O bioetanol gerado pode ser usado como combustível renovável, substituindo parcialmente combustíveis fósseis, além de ser matéria-prima para a indústria química, farmacêutica e de alimentos.
Ração animal como coproduto
Outro avanço do estudo foi a transformação dos resíduos pós-fermentação em ingredientes para ração animal. “Os resíduos hidrolisados apresentaram altos teores de carboidratos, proteínas e compostos bioativos, o que os torna uma alternativa viável e nutritiva para a alimentação animal”, ressalta a pesquisadora.
Os melhores resultados foram obtidos nas misturas com batatas e alimentos processados, que apresentaram as maiores eficiências no processo de hidrólise. Isso reforça a viabilidade econômica e ambiental da proposta.
Desafio logístico e oportunidades
A pesquisa também chama atenção para a necessidade de estruturar uma logística eficiente de coleta de resíduos junto a supermercados, mercados e centros de distribuição. A proposta é que esses resíduos, em vez de serem descartados, sejam destinados para processos produtivos dentro dos conceitos de biorrefinarias e bioeconomia circular.
“Consolidar esse modelo é fundamental para promover a sustentabilidade e agregar valor aos resíduos, transformando um problema ambiental em oportunidade econômica”, conclui Luciane.
O estudo contribui diretamente para o cumprimento do Objetivo de Desenvolvimento Sustentável (ODS) número 7 da ONU, que busca garantir o acesso à energia limpa, acessível, sustentável e moderna, além de fortalecer práticas sustentáveis nas cadeias produtivas.
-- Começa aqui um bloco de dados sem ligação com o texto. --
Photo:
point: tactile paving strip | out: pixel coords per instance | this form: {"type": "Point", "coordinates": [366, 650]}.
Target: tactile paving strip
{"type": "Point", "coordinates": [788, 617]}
O projeto foi viabilizado com recursos do Conselho Nacional de Desenvolvimento Científico e Tecnológico (CNPq) – Edital Universal 2021 e Fundação de Amparo à pesquisa do Estado do Rio Grande do Sul (FAPERGS) – Edital Pesquisador Gaúcho 2021. Além do desenvolvimento da técnica, gerou 11 artigos científicos, a formação de seis pós-graduandos em nível de mestrado/doutorado, assim como quatro trabalhos de conclusão de curso e seis alunos de iniciação científica.